Electrospun polyacrylonitrile/halloysite nanofibrous membranes for creatinine removal from kidney failure patients

Abstract

Innovative hemodialysis membranes are essential for hemodialysis process, the vital clinical treatment for patients with kidney failure. In the present study, for the first time halloysite nanotubes (Hal) were applied to adsorb creatinine through molecular sieve mechanism. Firstly, calcination process performed to improve the affinity of Hal for creatinine. Afterwards, eight different composite polyacrylonitrile (PAN) nanofibrous membranes containing two types of Hal including raw Hal (RHAL) and calcined Hal (CHAL) were developed via an electrospinning device (10, 20, 30 and 40 wt%).
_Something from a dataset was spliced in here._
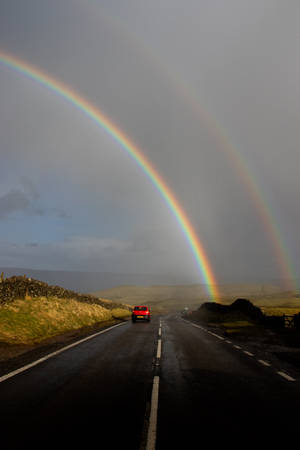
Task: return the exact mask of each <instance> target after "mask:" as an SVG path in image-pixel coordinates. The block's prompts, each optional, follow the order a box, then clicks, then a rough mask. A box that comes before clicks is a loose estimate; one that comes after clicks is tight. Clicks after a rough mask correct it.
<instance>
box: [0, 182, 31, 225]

Morphological analysis revealed that, with low contents of Hal (10 and 20 wt%), the structural integrity of nanofibers was  maintained. However, with the high contents of Hal (30 and 40 wt%), structural integrity of nanofibers was affected and conical beads were formed. The mechanical properties and hydrophilicities of the composite PAN based membranes were higher than pure PAN based membrane and improved by increasing Hal contents up to 20 wt% and then reduced. Therefore, among the composite PAN based membranes, the membranes loaded with 10 and 20 wt% of Hal were selected for further evaluations. Adsorption studies showed that the composite PAN based membrane loaded with 20 wt% of CHAL had best performance with >70% of creatinine removal. The MTT assay also presented; the highest cell viability about 90% for the same membrane. Blood compatibility of the membranes for both bovine serum albumin (BSA) surface adsorption and platelet adhesion revealed that the composite PAN membranes were significantly more blood compatible than the polyethersulfone (PES) commercial and pure PAN based membranes. As a result, composite PAN based membrane loaded with 20 wt% of CHAL which combines adsorption and traditional mechanism, seems promising for hemodialysis membranes.